一定の領土とそこに住む人民から成り立ち、主権による統治組織を持つ社会集団を「国家」と言う。その国家を、外敵から防ぎ守るのが「国防」だとすれば、国家の根幹を成す人々の意向を疎んじる手法は、とても国防とは言えまい。
米軍普天間飛行場の代替基地建設問題を見ていて、そんな思いを強くする。政府は、今のような強引なやり方で、県民を納得させることができるとでも考えているのだろうか。納得しなくても、突き進むしかないと考えているとしたら、なおさら問題だ。禍根を残すことになろう。
日米両政府は、同飛行場機能の名護市辺野古沖への移設が無理だと分かった時点で、県民大多数の意向である「県外・海外移設」を真剣に検討すべきであった。
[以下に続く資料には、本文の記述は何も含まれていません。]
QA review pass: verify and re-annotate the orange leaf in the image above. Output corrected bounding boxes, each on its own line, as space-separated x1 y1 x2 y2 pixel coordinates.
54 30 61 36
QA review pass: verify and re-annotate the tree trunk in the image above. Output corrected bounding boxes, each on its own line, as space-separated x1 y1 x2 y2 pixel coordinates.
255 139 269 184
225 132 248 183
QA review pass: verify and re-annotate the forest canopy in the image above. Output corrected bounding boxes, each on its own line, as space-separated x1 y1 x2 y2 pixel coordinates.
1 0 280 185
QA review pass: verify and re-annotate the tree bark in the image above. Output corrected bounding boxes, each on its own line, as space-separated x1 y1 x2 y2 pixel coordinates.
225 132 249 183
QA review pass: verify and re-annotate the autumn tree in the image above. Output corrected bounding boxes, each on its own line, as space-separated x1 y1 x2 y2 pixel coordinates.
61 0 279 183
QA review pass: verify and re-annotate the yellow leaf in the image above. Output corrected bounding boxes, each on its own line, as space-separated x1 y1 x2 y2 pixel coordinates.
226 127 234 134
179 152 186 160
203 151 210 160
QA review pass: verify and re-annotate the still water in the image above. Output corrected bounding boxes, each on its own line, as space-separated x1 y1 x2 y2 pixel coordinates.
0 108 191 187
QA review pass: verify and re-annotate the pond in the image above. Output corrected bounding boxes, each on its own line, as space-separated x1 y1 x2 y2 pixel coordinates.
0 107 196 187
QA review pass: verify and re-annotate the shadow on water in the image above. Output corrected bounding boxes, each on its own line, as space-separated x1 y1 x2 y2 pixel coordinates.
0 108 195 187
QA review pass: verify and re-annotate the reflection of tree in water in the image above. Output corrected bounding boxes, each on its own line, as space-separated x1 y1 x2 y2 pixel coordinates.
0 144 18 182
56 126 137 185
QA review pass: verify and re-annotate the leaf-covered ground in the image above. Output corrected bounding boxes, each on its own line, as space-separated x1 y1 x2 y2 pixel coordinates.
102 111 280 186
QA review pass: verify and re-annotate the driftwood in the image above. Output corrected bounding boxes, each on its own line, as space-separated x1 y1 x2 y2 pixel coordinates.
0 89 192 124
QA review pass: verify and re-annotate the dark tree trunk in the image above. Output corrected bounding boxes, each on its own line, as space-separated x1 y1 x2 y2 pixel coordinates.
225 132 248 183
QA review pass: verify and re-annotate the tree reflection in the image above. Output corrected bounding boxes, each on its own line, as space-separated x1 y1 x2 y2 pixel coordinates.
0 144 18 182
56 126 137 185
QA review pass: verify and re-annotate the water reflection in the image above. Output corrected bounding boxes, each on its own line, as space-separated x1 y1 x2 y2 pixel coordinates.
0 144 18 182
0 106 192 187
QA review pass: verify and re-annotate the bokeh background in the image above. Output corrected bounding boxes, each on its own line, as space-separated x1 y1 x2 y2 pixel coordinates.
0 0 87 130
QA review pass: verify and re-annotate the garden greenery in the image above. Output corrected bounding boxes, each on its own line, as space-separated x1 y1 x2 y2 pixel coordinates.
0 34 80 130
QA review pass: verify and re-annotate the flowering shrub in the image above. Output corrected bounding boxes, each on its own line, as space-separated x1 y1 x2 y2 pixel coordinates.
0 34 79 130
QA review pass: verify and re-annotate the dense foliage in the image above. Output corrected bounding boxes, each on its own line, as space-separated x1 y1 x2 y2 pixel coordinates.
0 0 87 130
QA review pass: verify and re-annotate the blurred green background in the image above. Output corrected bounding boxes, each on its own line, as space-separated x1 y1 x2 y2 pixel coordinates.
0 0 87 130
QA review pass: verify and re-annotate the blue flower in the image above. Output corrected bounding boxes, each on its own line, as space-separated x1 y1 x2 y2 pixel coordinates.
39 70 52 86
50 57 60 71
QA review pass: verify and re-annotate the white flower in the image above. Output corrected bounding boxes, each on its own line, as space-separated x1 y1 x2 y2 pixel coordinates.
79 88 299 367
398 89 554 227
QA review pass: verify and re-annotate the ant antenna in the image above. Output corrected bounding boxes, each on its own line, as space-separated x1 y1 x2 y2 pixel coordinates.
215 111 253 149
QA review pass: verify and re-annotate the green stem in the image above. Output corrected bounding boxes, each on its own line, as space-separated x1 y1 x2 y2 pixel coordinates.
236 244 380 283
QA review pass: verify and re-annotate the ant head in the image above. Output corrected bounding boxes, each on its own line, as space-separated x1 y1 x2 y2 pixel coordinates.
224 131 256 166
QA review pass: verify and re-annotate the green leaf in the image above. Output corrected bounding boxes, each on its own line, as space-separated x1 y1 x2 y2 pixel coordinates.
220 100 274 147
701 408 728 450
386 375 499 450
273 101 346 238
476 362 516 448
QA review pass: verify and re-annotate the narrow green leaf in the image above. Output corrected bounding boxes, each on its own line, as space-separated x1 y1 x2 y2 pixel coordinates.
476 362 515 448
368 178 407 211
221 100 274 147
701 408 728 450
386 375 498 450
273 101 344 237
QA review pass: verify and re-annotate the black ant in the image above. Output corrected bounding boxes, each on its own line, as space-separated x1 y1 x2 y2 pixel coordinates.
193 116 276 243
それなのに政府は、意向をないがしろにし、変更の範囲を辺野古地域に限定する強行策に出た。最近では、辺野古のキャンプ・シュワブ沿岸部での「微修正」をめぐる協議に、問題が矮小(わいしょう)化されてしまっている。
25、26両日の額賀福志郎防衛庁長官と島袋吉和名護市長との会談も、滑走路の向きを反時計回りに約1○度変更という政府が示した案を、名護市側が受け入れるかどうかが焦点とされた。
名護市側がなお難色を示したのは当然といえ、枝葉末節の論議に巻き込まれないようにしたい。政府の「土俵」に上がることなく、小手先の手法は通用しないことを知らしめてほしい。
普天間移設問題で、小泉純一郎首相は「基本的な考え方を修正する気はない」と繰り返している。防衛庁幹部からは「(地元に)一つ譲ると『もう一つ譲れ』と必ずなる」との警戒の声が漏れる。どちらも政府の本音であろう。
県民の願いは「もう一つ譲れ」ではなく、命の危険にさらされることのない「穏やかな暮らし」の実現である。ここで政府が決着を急ぎ、名護市に修正案を押し付けたとしても、いつの日か破たんしよう。問題解決には「県外・海外移設」の検討が近道であることを政府はもっと認識すべきだ。